И в то время как я продолжал осторожно ступать вперёд, на меня нахлынули беспорядочной толпой воспоминания, множество смутных рассказов об ужасах, совершающихся в Толедо. О здешних темницах рассказывались необыкновенные вещи – я всегда считал их выдумками, – вещи настолько странные и страшные, что их можно повторять только шёпотом. Было ли мне суждено погибнуть от голода в этом чёрном подземелье или, быть может, меня ожидала участь ещё более страшная? Я слишком хорошо знал характер моих судей, чтобы сомневаться, что в результате должна была явиться смерть, и смерть – как нечто изысканное по своей жестокости. Единственно, что меня занимало или мучило, – это мысль, в какой форме придёт смерть и когда.

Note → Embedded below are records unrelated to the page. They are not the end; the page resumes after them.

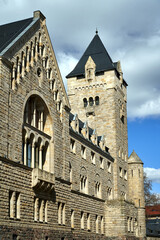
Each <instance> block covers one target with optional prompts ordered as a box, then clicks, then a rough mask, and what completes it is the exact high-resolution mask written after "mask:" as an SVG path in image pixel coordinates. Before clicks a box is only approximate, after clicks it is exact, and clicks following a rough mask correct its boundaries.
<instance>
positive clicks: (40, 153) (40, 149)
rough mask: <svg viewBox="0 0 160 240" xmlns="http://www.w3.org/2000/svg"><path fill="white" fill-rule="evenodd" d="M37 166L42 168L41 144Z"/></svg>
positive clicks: (40, 146)
mask: <svg viewBox="0 0 160 240" xmlns="http://www.w3.org/2000/svg"><path fill="white" fill-rule="evenodd" d="M39 168H40V169H42V146H40V148H39Z"/></svg>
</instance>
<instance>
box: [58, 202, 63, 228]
mask: <svg viewBox="0 0 160 240" xmlns="http://www.w3.org/2000/svg"><path fill="white" fill-rule="evenodd" d="M61 211H62V203H61V202H59V203H58V224H61Z"/></svg>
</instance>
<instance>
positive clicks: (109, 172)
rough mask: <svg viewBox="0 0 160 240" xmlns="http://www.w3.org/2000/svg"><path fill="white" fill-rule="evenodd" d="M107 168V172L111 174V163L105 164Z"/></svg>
mask: <svg viewBox="0 0 160 240" xmlns="http://www.w3.org/2000/svg"><path fill="white" fill-rule="evenodd" d="M107 168H108V172H109V173H111V163H110V162H109V161H108V162H107Z"/></svg>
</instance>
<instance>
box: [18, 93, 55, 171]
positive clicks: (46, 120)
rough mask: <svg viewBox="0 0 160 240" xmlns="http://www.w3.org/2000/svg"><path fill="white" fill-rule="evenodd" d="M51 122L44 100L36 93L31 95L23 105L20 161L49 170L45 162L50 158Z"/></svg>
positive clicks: (51, 124)
mask: <svg viewBox="0 0 160 240" xmlns="http://www.w3.org/2000/svg"><path fill="white" fill-rule="evenodd" d="M51 136H52V124H51V117H50V115H49V111H48V109H47V107H46V105H45V103H44V101H43V100H42V99H41V98H40V97H39V96H36V95H33V96H31V97H30V98H29V99H28V101H27V103H26V106H25V111H24V123H23V130H22V140H23V141H22V162H23V163H24V165H27V166H28V167H32V168H40V169H44V170H49V169H48V165H49V164H47V163H46V162H47V160H48V161H49V160H50V153H49V149H50V148H49V145H50V139H51Z"/></svg>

Мои протянутые руки наткнулись, наконец, на какое-то твёрдое препятствие. Это была стена, по-видимому, каменная, – очень гладкая, скользкая и холодная. Я пошёл вдоль её, ступая с крайней осторожностью, внушённой мне старинными рассказами. Однако этот приём не доставил мне никакой возможности исследовать размеры моей тюрьмы; я мог обойти стену и вернуться к месту, откуда я пошёл, не замечая этого, настолько однообразна была эта стена. Тогда я потянулся за ножом, который был у меня в кармане, когда я был введён в инквизиционный зал, но он исчез. Платье было переменено на халат из грубой саржи. У меня была мысль воткнуть лезвие в какую-нибудь небольшую трещину и таким образом прочно установить исходную точку. Трудность, однако, была самая пустячная, хотя при расстройстве моей умственной деятельности она показалась мне сначала непреоборимой. Я оторвал от халата часть обшивки и положил этот кусок во всю длину к стене, под прямым углом. Идя на ощупь и обходя тюрьму кругом, я не мог не дойти до этого обрывка, совершив полный круг. Так, по крайней мере, я рассчитывал, но я не принял во внимание ни возможных размеров тюрьмы, ни собственной слабости. Почва была сырая и скользкая. Неверными шагами я шёл некоторое время вперёд, потом споткнулся и упал. Крайнее утомление побудило меня остаться в этом распростёртом положении, и вскоре мною овладел сон.
Проснувшись и протянув свою руку вперёд, я нашёл около себя хлеб и кружку с водой. Я был слишком истощён, чтобы размышлять, и с жадностью принялся пить и есть. Вскоре после этого я опять принялся огибать тюрьму и с большими трудностями пришёл, наконец, к куску саржи. До того мгновения, как я упал, я насчитал пятьдесят два шага, а после того, как продолжил своё исследование, мне пришлось сделать ещё сорок восемь шагов, прежде чем я дошёл до обрывка. В общем, значит, получилось сто шагов, и, допуская, что два шага составляют ярд, я предположил, что тюрьма простирается на пятьдесят ярдов в своей окружности. Я натолкнулся, однако, на множество углов и, таким образом, не мог узнать, какую форму имеет свод, мне показалось только, что это именно свод.